ロシアのウクライナへの侵攻がはじまって1ヶ月が過ぎました。テレビやオンライン版新聞のニュース報道などで、車体正面に「Z」と書かれたロシアの戦車や軍用車輌が目立つようになってきました。
ロシアに対する反感が強まっている一方で、ごく一部にはそのロシアの政策に共感する人たちもいるらしく、ドイツの一部の州では、ロシア側への同調の表明として「Z」の文字をシンボル的に掲げることは刑罰の対象になる、というのが きょうの記事 になっていました。
別の こちらの記事 では、有名なチューリヒ生命保険会社も、大きく「Z」一文字が丸の中に収まったロゴの使用をやめたと書いています。
この戦争が、アルファベットの文字に残念な意味を付け加えてしまい、一文字で大きく使うことがためらわれる空気をつくっているように思います。とても残念です。
私は、個人的には「Z」の字には思い入れがあります。私がいっしょに仕事をしていたときにいただいたヘルマン・ツァップさんのサインの多くが「Z」だからです。
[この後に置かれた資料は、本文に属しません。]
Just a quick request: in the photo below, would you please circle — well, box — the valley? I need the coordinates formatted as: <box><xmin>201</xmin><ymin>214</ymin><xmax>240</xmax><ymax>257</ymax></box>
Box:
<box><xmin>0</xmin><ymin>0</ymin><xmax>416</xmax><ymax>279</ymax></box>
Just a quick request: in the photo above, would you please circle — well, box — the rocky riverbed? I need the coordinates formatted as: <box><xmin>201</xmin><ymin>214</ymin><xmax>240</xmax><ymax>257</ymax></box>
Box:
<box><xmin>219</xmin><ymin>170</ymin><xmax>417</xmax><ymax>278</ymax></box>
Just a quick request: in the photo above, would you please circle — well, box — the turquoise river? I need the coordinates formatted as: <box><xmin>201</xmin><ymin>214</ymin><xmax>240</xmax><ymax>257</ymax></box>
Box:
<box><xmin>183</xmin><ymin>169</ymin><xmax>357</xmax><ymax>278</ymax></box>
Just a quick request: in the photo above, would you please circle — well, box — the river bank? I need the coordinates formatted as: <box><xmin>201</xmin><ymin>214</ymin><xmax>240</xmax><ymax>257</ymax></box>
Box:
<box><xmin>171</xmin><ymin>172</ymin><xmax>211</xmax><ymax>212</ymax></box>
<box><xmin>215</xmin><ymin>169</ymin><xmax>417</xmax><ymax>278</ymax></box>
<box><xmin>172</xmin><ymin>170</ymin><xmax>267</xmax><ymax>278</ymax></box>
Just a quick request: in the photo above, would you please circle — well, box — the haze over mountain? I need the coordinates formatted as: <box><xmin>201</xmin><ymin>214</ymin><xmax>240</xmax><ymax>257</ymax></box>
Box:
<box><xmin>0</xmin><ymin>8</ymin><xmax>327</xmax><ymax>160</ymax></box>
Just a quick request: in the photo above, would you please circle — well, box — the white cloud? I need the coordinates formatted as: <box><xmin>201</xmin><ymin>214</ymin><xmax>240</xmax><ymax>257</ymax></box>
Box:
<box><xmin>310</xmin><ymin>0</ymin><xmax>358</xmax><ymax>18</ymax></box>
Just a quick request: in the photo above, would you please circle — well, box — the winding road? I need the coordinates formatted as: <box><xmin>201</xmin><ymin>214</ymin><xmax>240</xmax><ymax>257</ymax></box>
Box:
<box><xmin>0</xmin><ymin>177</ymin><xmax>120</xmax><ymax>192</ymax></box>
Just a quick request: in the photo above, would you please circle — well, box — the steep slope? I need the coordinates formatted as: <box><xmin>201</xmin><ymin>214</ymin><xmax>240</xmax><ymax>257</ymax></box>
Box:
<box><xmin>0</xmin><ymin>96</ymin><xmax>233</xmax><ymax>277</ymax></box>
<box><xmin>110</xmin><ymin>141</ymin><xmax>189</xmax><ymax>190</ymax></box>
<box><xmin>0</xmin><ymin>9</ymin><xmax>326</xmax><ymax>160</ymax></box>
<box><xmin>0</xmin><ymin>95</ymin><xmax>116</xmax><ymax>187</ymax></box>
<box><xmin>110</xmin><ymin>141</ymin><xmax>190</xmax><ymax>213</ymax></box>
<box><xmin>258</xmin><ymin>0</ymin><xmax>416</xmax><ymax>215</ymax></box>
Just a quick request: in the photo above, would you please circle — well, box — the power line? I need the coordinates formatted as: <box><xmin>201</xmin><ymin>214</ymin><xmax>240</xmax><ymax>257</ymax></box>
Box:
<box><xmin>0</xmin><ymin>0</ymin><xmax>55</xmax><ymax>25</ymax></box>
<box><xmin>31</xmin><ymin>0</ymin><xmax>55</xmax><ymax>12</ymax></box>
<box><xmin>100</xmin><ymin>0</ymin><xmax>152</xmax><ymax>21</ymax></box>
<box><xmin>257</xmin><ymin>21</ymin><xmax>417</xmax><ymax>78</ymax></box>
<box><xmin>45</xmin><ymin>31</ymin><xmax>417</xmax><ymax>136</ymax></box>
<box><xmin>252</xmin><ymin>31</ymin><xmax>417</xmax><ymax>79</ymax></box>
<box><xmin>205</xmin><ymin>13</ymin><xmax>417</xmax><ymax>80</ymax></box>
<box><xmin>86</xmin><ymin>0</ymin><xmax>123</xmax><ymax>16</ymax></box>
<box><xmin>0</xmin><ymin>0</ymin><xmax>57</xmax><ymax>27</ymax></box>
ツァップさんは作品やポスターに直筆のサインをするとき、フルネームで書くことがほとんどでしたが、仕事のときの確認のサインなどちょっとしたところにサッと書くときはずっと以前から「Z」一文字でした。これは1950年ころ、グドルン・ツァップさんのデザインした金属活字書体 Diotima に当時のステンペル社のアートディレクターだったヘルマン・ツァップさんが指示を入れた時の「Z」。
2015年にツァップさんが亡くなられて7年になろうとしていますが、ツァップさんがもしご存命だったら、どんな気持ちでこのニュースをご覧になっただろうかと思います。